Posted on 11/02/2010 1:02:07 AM PDT by Scanian
President Kennedy made one of his greatest speeches in Berlin. Some debate whether his German intonation was perfect -- "Ich bin ein Berliner" -- but the speech's venue certainly was perfect. Kennedy wanted a side-by-side comparison of limited government versus authoritarian government, and there was no better place to do that than in the artificially divided German city. The speech also employed powerful repetition: "Let them come to Berlin!"
Today, there are those who say that America has become more like the dysfunctional, oppressed East Berlin of 1963 than its efficient, free contemporary to the West. New York Times columnist Thomas Friedman complained recently that America no longer seems to be able to get anything done. He's not sure why, but he suspects it's because Americans eat too many hamburgers.
Let him come to California. There is no physical wall in California -- not even on the Mexican border -- but there is a virtual wall. It is a wall of time that separates the state into two eras: before Jerry Brown and after Jerry Brown. Perhaps the best place to straddle that stark, trans-temporal barrier is on Yerba Buena Island, in the San Francisco Bay. It is the midpoint of the five-mile-long San Francisco-Oakland Bay Bridge and the ideological equivalent of the Berlin Wall.
To the west is the magnificent double suspension bridge that was completed in 1936, just ten years after the California legislature created the Toll Bridge Authority to span the bay. When it was completed, it was the longest high-level steel bridge in the world and cost $77M, equivalent to $1.2B today.

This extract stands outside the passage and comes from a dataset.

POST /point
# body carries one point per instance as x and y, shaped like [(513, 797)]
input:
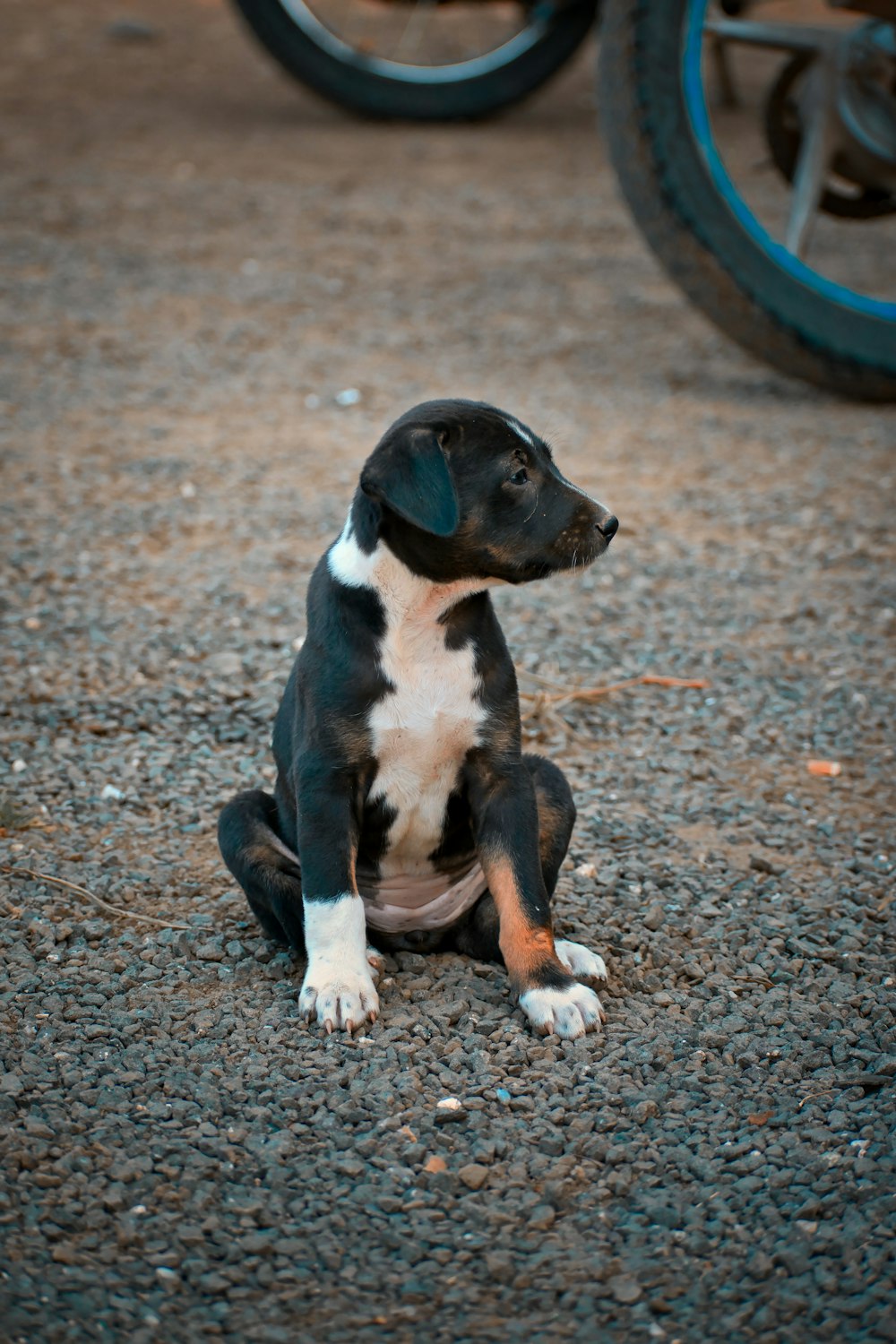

(Excerpt) Read more at americanthinker.com ...
What Kennedy said was risible - it translates as “I am a sausage.”
He was just letting them know what we knew about all Demoocrats: he was a weenie.
Seriously, shouldn’t he have left off the “ein?”
“Ich bin Berliner?”
Or is that wrong also?
Had to check in on this thread: I was a Russian interpreter in Berlin in the 1960’s. While Kennedy’s turn of phrase later was technically mistranslated, the city was hugely friendly to the U.S. and everyone knew what he meant. They still gratefully remembered the airlift and the East Berlin/West Berlin contrast was striking.
“Ich bin ein Berliner” could be translated as “I am a doughnut.” There is a bit more archaic use of Berliner meaning a large rucksack.
“Ich bin Berliner” is correct.
Shalom b’Shem Y’shua
Exactly. Leave off the ein
Well, I guess that settles that.
Sha-alu Shalom Yirushalayim
He forgot to mention that before Brown, California produced more cars per year than anywhere in the world. Jerry drove them all out of state. But he did make the state an excellent breeding ground for the med-fly.
If this jerk gets elected the state will be bankrupt before his term ends.
Wow, I FEEL for you folks...
I don’t know what you can do as long as the “makers” keep leaving, with only “takers” being left behind.